Art that heals
On every mission, an art team joins the medical and support staff. Why?
Art heals individuals and communities.
Medicine and art make a powerful team.
While one heals the body, the other lifts the soul. It’s a magical combination. In 1996, Medical Missions Foundation founders Drs. Tony and Luz Racela had a dream to harness this magic in order to make a difference in the lives of the poor and disadvantaged children of the world.
Whether painting colorful murals in orphanages or making paper flowers with children awaiting surgery, artists have become an integral part of the mission experience. We use the power of music and movement to encourage burn patients to stretch and move.
Art reduces the burden of illness and suffering.

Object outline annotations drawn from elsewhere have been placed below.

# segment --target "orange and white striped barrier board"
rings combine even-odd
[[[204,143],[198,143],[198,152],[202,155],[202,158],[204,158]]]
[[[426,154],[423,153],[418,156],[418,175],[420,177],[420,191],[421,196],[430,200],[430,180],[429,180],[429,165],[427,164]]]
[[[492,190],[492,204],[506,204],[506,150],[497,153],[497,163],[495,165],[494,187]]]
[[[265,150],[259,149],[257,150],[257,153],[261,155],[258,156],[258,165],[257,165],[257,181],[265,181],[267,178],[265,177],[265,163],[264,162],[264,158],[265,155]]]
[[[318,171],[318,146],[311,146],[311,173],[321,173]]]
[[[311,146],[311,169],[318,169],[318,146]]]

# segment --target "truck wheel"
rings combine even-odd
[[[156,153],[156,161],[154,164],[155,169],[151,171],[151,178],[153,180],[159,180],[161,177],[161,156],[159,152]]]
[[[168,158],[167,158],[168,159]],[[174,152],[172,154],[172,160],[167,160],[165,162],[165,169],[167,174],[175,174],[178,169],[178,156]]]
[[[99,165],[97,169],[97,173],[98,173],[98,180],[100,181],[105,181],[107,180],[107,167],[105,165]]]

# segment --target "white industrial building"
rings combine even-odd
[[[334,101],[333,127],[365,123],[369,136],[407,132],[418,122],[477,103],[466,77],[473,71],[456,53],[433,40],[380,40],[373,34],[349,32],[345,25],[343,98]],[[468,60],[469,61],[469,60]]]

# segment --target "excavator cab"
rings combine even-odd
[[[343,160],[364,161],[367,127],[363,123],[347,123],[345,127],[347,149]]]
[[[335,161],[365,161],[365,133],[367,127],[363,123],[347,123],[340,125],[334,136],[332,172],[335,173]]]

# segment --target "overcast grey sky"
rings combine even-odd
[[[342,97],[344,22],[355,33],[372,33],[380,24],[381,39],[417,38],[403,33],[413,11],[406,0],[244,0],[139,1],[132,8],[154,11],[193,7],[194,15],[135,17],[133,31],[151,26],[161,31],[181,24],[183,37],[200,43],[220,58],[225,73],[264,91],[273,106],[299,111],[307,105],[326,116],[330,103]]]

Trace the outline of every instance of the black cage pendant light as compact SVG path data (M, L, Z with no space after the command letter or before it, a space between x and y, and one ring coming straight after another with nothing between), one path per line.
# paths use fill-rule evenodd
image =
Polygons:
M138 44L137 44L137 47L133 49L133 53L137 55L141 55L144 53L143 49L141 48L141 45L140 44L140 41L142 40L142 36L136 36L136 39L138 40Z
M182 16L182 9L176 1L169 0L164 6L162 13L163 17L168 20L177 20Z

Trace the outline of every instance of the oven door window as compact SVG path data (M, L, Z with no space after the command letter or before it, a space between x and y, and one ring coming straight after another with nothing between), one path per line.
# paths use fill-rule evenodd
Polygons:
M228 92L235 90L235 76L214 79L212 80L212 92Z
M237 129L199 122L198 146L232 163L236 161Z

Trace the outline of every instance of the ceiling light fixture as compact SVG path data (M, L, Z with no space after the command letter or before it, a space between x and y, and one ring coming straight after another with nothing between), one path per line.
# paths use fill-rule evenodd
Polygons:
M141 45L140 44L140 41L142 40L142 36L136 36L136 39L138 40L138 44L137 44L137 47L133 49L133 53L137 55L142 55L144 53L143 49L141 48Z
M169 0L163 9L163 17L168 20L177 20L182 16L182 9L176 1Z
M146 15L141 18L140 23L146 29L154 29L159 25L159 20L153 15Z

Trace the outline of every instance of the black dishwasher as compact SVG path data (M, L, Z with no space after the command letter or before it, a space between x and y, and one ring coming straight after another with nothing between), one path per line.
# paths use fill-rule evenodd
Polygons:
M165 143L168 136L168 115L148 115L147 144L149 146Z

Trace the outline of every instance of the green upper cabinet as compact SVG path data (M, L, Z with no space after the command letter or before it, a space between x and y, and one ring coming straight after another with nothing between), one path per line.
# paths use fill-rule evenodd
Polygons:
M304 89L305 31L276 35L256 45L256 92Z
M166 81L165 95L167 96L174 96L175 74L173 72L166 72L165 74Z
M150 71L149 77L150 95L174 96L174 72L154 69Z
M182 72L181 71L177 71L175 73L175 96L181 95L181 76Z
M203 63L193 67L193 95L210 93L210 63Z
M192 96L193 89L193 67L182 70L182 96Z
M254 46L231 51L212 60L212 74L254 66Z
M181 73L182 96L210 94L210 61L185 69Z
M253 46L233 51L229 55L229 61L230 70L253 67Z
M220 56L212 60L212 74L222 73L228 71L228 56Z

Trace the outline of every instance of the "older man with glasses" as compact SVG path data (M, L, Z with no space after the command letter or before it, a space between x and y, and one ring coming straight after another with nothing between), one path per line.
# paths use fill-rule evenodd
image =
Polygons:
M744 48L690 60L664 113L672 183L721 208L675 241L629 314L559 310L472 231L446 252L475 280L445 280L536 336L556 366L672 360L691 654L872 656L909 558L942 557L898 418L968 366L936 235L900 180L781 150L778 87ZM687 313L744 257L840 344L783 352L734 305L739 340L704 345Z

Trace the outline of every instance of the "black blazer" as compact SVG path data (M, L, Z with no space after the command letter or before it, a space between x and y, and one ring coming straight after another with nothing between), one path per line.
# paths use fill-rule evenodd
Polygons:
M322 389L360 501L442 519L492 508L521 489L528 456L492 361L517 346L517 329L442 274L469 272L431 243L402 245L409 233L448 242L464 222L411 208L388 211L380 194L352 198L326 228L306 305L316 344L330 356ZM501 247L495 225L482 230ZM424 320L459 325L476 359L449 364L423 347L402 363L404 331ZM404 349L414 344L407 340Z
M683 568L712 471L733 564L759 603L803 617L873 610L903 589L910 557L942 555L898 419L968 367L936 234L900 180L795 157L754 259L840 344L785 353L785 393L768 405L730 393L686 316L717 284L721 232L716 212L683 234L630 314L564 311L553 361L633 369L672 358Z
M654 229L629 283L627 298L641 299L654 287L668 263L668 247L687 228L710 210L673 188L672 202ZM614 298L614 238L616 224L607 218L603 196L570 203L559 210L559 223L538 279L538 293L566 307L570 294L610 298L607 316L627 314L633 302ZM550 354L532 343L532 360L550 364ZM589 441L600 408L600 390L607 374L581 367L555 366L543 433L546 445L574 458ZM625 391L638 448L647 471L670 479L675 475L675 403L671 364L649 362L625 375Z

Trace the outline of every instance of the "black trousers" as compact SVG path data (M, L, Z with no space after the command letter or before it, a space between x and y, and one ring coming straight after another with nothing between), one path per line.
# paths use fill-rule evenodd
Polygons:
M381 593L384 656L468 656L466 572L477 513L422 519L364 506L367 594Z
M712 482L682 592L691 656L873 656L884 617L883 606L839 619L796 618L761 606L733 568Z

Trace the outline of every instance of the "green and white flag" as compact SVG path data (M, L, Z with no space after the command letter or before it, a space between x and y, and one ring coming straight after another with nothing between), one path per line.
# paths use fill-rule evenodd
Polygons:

Art gives us hope, inspires dreams and informs our view of the world. Art bridges differences – connecting people of different backgrounds and experience. Art is the global language.
Medical Missions Foundation is the only international agency that always takes an art team. The art team connects with the adults and the children on a powerful, personal level. Burn patients learn to move painful limbs and lungs; children who have been traumatized by war and abuse learn to laugh and smile, and life-long friendships and memories are forged. Medical Missions Foundation uses activities like the art program to build lasting bridges to peace.
An adorable little two year old boy, was kidnapped from his home in Lacor, Northern Uganda to be killed during a religious sacrifice. Acid was poured over the baby’s head, and he was cut in multiple places on his body. Edimon’s largest scar exists on his stomach where a knife began to intrude his belly, just as he was found and saved.
When I first interacted with Edimon, he was quiet and had a solemn look on his little face. But, as I experimented with different art activities, in just hours he transformed from throwing crayons off his bed to sitting and coloring practically using every color of the rainbow.
Edimon made a huge impact on all of the volunteers who visited with him, and we hope that our time with him has made a positive impact on his recovery. For Edimon, coloring was not about drawing a picture, but rebuilding trust and helping him work through some of the emotions he was experiencing.